Bolbay gli si piazzò di nuovo alle spalle. «Non hai mai pensato al fatto che, mentre eravate laggiù, per la prima volta nella tua vita, non ci sarebbe stata alcuna registrazione di quello che stavi facendo?»

«Senta» disse Adikor rivolgendosi direttamente al giudice prima che Bolbay gli si parasse di nuovo davanti. «In tutta la mia vita non ho mai avuto motivo di accedere al mio archivio. Certo, sono consapevole del fatto che normalmente le mie azioni vengono registrate, ma solo in via teorica. Insomma, non è una cosa a cui penso tutti i giorni.»

«Eppure,» l'incalzò Bolbay «ogni giorno della tua vita trai beneficio della pace e della sicurezza rese possibili proprio da quelle registrazioni.» Quindi, guardando il giudice: «Sai bene che quando vai in giro la notte le possibilità di essere derubato o ucciso o lasagklat sono quasi nulle, perché non c'è modo di sfuggire alla punizione per questi crimini. Se mi accusassi, per dire, di averti assalito in Peslar Square, e volessi convincere un giudice della veridicità della tua accusa, questi ordinerebbe di visionare la registrazione del mio o del tuo archivio degli alibi per il periodo di tempo in questione, il che dimostrerebbe la mia innocenza. E sappiamo bene che il fatto che ogni crimine commesso venga registrato ci rende tutti molto più tranquilli.»

Adikor non disse nulla.

«Eccetto il caso in cui» continuò imperterrita l'accusatrice «qualcuno escogiti il modo di trovarsi con la sua vittima in un luogo — in pratica l'unico — dove è impossibile registrare quello che può accadere.»
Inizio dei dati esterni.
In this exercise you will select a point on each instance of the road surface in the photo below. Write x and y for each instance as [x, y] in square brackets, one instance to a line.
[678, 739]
«Ma questo è assurdo» ribatté Adikor.

«Credi? La miniera fu scavata molto prima dell'avvento dei Companion, e, naturalmente, sono secoli che i lavori minerari vengono svolti dai robot. Non mi risulta che un essere umano sia mai sceso laggiù, ecco perché non ci siamo mai posti il problema dell'impossibilità della comunicazione tra i Companion e l'archivio degli alibi. Ma tu hai fatto in modo di trascorrere un mucchio di tempo in quel nascondiglio sotterraneo insieme al tuo collega Boddit.»